Doubling is a recurring theme in "Bartleby." Bartleby is a phantom double of our narrator, and the parallels between them will be further explored later. Nippers and Turkey are doubles of each other. Nippers is useless in the morning and productive in the afternoon, while Turkey is drunk in the afternoon and productive in the morning. Nippers' ambition mirrors Turkey's resignation to his place and the sad uneventfulness of his career, the difference coming about because of their respective ages. Nippers cherishes ambitions of being more than a mere scrivener, while the elderly Turkey must plead with the narrator to consider his age when evaluating his productivity. Their vices are also parallel, in terms of being appropriate vices for each man's respective age. Alcoholism is a vice that develops with time. Ambition arguably is most volatile in a man's youth. These two characters are obviously not fleshed out; they are caricatures of different personalities found in the business world, and their silliness is stretched beyond the point of believable realism. They provide valuable comic relief in what is otherwise a somber and upsetting tale.

From the beginning, the description of Bartleby is striking. He is a person who seems already dead: he is described alternately as one would describe a corpse or as one would describe a ghost. Pale from indoors work, motionless, without any expression or evidence of human passion in him at all, he is a man already beaten.

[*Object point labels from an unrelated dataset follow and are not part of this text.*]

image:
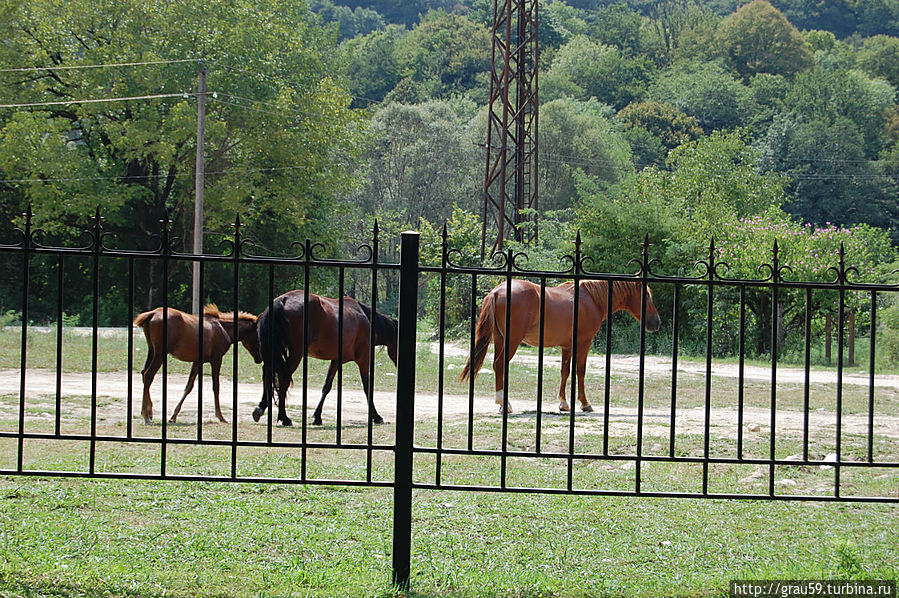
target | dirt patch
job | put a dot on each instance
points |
(113, 390)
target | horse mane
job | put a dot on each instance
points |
(212, 310)
(598, 290)
(383, 327)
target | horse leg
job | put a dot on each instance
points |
(283, 383)
(364, 366)
(566, 370)
(267, 389)
(329, 380)
(581, 372)
(499, 367)
(148, 373)
(187, 388)
(216, 370)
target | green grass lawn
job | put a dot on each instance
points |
(109, 537)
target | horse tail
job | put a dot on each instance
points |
(274, 329)
(141, 321)
(483, 334)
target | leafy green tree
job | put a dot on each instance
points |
(877, 17)
(421, 161)
(279, 131)
(664, 121)
(371, 65)
(444, 55)
(578, 139)
(879, 57)
(350, 23)
(707, 92)
(584, 69)
(759, 39)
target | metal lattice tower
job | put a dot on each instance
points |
(510, 181)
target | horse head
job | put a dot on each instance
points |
(633, 305)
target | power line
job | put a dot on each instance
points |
(93, 66)
(99, 100)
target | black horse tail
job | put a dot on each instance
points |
(483, 335)
(383, 327)
(273, 342)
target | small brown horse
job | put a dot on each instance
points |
(281, 341)
(557, 326)
(183, 342)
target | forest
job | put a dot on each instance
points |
(685, 120)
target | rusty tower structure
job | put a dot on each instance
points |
(510, 180)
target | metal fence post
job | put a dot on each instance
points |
(405, 397)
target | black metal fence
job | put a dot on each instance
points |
(670, 425)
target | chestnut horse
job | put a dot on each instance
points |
(281, 340)
(557, 326)
(183, 342)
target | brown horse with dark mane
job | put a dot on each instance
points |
(557, 325)
(282, 344)
(183, 342)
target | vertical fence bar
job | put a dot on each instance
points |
(341, 283)
(201, 333)
(504, 407)
(234, 377)
(95, 336)
(471, 375)
(841, 324)
(572, 369)
(23, 359)
(405, 410)
(375, 258)
(59, 324)
(166, 249)
(539, 424)
(871, 378)
(708, 368)
(806, 395)
(441, 358)
(607, 391)
(675, 321)
(129, 402)
(775, 321)
(269, 386)
(304, 431)
(741, 375)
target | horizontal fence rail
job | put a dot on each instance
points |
(678, 412)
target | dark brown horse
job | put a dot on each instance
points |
(183, 342)
(557, 326)
(281, 341)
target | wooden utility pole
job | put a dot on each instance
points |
(200, 184)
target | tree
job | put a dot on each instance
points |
(279, 131)
(706, 91)
(421, 161)
(759, 39)
(584, 69)
(372, 66)
(879, 57)
(664, 121)
(349, 22)
(577, 140)
(444, 55)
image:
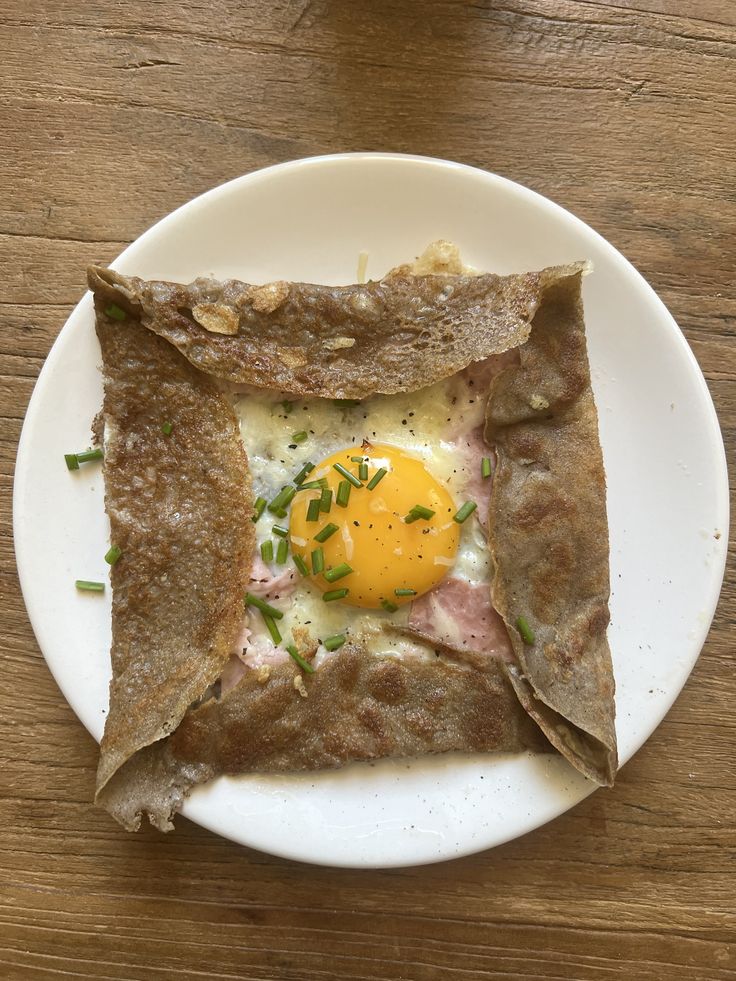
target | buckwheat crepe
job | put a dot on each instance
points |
(182, 507)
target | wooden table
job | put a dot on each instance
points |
(115, 113)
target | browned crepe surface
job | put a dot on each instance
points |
(255, 727)
(357, 706)
(548, 534)
(394, 335)
(179, 508)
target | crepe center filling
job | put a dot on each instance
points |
(367, 565)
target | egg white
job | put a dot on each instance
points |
(425, 424)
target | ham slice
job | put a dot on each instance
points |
(458, 615)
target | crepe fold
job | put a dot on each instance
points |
(548, 535)
(356, 706)
(179, 508)
(397, 334)
(547, 526)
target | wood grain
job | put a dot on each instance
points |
(115, 113)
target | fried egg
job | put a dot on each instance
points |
(426, 441)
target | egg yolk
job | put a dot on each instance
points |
(383, 550)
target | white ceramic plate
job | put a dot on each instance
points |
(668, 494)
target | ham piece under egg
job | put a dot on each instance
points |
(459, 615)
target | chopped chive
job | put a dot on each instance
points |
(318, 561)
(272, 628)
(115, 312)
(465, 511)
(344, 472)
(343, 493)
(263, 606)
(314, 484)
(417, 512)
(307, 468)
(284, 497)
(339, 572)
(304, 665)
(376, 478)
(525, 631)
(335, 594)
(113, 554)
(301, 565)
(282, 552)
(87, 455)
(327, 532)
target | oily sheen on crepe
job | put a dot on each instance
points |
(541, 419)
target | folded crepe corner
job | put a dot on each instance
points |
(186, 545)
(180, 508)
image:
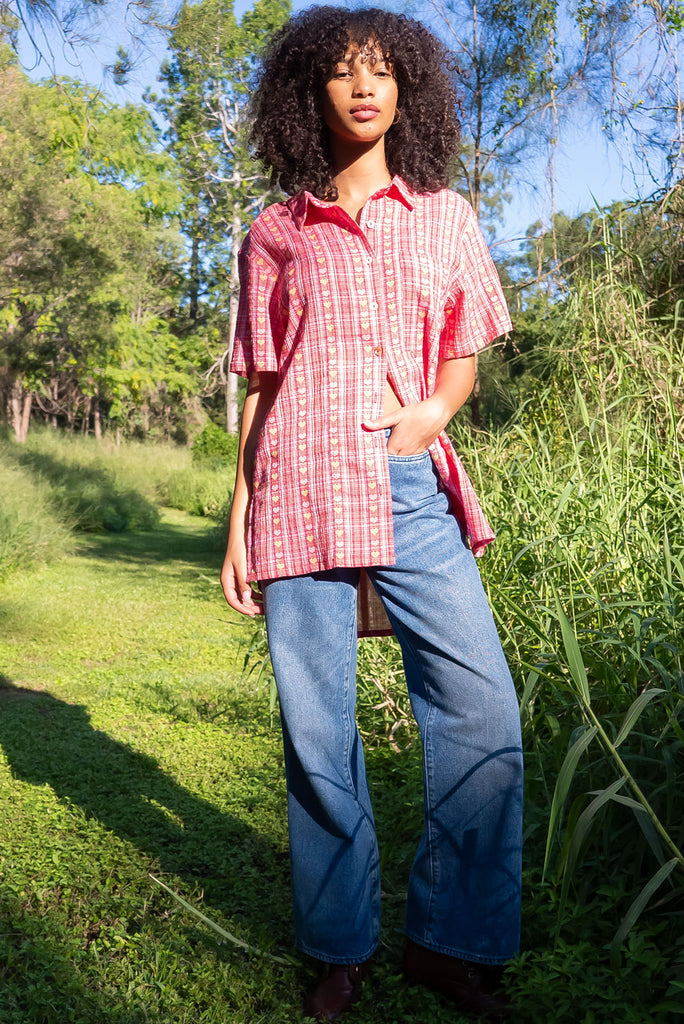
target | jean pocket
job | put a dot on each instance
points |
(409, 458)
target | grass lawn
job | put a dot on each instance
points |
(130, 745)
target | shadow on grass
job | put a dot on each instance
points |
(88, 495)
(194, 543)
(49, 741)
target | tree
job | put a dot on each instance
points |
(206, 89)
(88, 260)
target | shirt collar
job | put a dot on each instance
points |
(299, 204)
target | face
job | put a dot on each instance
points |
(360, 96)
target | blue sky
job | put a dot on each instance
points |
(588, 169)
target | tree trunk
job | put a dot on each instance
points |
(195, 271)
(18, 410)
(230, 379)
(85, 422)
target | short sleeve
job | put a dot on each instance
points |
(258, 338)
(475, 312)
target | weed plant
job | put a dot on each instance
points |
(55, 484)
(31, 530)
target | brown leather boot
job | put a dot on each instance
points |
(338, 988)
(475, 988)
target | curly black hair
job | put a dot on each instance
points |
(289, 133)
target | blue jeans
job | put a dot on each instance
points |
(464, 890)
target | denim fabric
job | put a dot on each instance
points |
(464, 890)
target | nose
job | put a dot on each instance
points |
(362, 82)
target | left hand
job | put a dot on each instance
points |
(414, 427)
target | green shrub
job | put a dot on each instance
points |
(31, 530)
(215, 445)
(199, 491)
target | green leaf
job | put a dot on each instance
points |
(634, 712)
(585, 822)
(563, 784)
(638, 906)
(221, 931)
(572, 652)
(530, 684)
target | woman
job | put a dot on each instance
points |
(364, 298)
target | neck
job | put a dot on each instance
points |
(360, 171)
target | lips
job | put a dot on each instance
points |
(365, 112)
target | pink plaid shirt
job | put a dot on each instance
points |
(336, 308)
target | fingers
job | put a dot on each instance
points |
(237, 591)
(384, 422)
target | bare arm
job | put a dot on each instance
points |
(415, 427)
(260, 391)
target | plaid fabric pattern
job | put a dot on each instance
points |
(336, 308)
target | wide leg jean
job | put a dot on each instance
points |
(464, 890)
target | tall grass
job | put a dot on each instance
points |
(55, 485)
(31, 530)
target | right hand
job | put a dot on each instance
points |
(237, 590)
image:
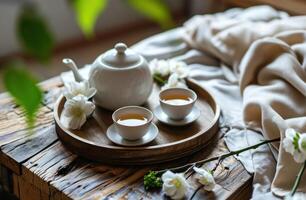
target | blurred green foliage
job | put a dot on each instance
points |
(155, 10)
(22, 86)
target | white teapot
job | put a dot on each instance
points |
(121, 77)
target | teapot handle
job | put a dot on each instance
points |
(71, 64)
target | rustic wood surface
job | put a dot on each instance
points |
(40, 167)
(171, 143)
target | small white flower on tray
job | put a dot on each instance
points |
(174, 185)
(174, 81)
(76, 111)
(205, 178)
(295, 144)
(74, 88)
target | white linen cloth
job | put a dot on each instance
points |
(259, 85)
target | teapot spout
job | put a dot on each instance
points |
(71, 64)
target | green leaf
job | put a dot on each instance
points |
(155, 10)
(34, 34)
(22, 87)
(87, 13)
(152, 181)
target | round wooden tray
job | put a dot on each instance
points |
(171, 143)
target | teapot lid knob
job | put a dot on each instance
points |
(120, 48)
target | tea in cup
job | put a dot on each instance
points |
(177, 103)
(132, 122)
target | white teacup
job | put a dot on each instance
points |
(132, 122)
(177, 103)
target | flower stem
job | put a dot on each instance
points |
(298, 179)
(220, 157)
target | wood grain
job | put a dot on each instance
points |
(171, 143)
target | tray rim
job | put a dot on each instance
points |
(217, 112)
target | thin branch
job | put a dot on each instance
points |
(220, 157)
(298, 179)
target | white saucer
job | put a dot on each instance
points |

Even his famous statement of non-compliance, "I would prefer not to," is an act of exhaustion rather than active defiance. His success at getting away with his uncooperativeness comes from his very passivity, which seems to cast a spell over the narrator. It is not "I will not" but "I would prefer not," emphasizing that Bartleby is acting out of emotional response rather than some philosophical or ethical choice. Bartleby will detach from the world in stages, beginning with this first statement. With each time he reiterates the statement, he is renouncing one more piece of the world and its duties. The final renunciation will be of living itself, characteristically arrived at indirectly by the preference not to eat.